Warning: what follows, besides discussing 9/11, is also kind of a nerdy/geeky/technical discussion about how web pages link to each other and an idea for how to make the links between pages, especially pages that may disappear some day, work better. Maybe.
Today is Patriot Day, a “national day of service and remembrance”. Because it’s also the 14th anniversary of 9/11, I ended up reviewing my collection of 9/11 “stuff” – something I started on 9/11 and continued collecting for a few days after those events. It helped to process things a little bit, I think.
Recently, Dave Winer has been discussing, among other things, the “future-safety” of the internet:
The concern is that the record we’re creating is fragile and ephemeral, so that to historians of the future, the period of innovation where we moved our intellectual presence from physical to electronic media will be a blank spot, with almost none of it persisting.
While reviewing my collection, I realized a possible reason his piece has been percolating in the back of my mind was, in fact, this same collection. Why? Take a look – the images I’m hosting myself, since it’s not a big deal (bandwidth wise or effort wise). The links to other sites? That’s where it falls apart.
Some of the sites are still there – and one or two of the links I had still work. That’s awesome – someone thought ahead, or took the time, when they re-did the website, to make sure that the old content was still accessible.
Other links go to sites that still work, but the “layout” of the website – their URL’s and or URI’s (Uniform Resource Identifier’s) – have changed and no-one took the time to make sure it was still accessible easily. For a couple of those, I was able to find the article on the site at it’s new address, so I updated that.
Then there are two other cases left to deal with: the website is gone, or the link that I have uses a URL click-tracker service that is no more. In the case of the website being gone, I can try to use the Internet Archive (or “Wayback Machine”) to try to find the article and then figure out what to do – I could link to the archive’s version, but I decided to take that snapshot and copy it to my own server – I can’t necessarily rely on the archive to be there forever, can I? Maybe, maybe not.
In the case of the URL tracker, well, that’s going to mean some work. I can try to see if the article is available by title, but my search just now for “World reacts to calamity” returned lots of results, but none of them seem to be on the C|Net website – which is apparently either where I got the link in the first place, or where the article was hosted. That’s not helpful at all.

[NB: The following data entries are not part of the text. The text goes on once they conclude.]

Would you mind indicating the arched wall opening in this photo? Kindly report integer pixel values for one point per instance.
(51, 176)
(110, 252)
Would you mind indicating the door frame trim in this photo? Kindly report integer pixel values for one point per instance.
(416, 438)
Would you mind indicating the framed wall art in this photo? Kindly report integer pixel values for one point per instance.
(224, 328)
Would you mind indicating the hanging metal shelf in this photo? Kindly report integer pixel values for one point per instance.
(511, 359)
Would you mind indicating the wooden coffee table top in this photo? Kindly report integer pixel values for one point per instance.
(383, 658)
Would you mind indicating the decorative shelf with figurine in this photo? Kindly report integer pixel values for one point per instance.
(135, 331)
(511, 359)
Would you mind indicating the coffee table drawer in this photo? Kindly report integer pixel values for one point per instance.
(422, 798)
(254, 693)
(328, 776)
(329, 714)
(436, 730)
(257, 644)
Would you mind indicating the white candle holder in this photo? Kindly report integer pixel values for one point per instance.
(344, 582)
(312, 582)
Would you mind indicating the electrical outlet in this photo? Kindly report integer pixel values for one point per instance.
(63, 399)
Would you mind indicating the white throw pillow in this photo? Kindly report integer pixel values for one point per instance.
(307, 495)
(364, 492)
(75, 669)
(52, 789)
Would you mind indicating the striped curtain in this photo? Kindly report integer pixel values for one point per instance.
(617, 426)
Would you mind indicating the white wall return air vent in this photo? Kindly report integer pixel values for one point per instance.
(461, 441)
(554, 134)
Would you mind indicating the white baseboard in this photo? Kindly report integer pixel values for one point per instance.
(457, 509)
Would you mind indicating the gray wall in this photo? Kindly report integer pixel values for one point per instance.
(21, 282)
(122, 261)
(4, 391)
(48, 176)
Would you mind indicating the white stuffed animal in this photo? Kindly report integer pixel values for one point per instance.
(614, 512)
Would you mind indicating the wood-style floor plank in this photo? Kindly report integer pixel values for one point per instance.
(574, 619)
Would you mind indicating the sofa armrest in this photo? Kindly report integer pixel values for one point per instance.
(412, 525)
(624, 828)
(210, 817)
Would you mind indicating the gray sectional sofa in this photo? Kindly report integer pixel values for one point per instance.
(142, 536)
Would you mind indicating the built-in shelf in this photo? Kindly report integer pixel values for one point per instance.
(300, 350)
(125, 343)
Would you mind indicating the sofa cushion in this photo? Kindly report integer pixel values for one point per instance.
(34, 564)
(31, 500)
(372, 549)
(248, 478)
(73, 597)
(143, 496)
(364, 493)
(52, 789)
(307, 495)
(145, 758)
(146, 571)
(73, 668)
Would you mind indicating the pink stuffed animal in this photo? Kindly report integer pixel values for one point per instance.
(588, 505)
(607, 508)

So what can be done? For starters, encourage the discussion. I went to Winer’s site and posted a comment:
I’ve been mulling this all over, and then realized why today. On 9/11/01, I was collecting links of things relevant to what was going on, but I only had links to the pages. I went back to my collection today, and a lot of the stuff is gone – possibly forever? I went and used the internet archive where I could for some things just now, but a lot of the content seems to be lost – especially due to click-tracking links used at the time. If only I knew then what I know now…..
Dave was quick to reply:
Yes. Today is a very good day to be thinking about that. I should write a blog post. Thanks for pointing this out.
And then he wrote a quick little piece about it: A good day to think about web history. And he has the EXACT same problem: links from that day on his own site just aren’t working.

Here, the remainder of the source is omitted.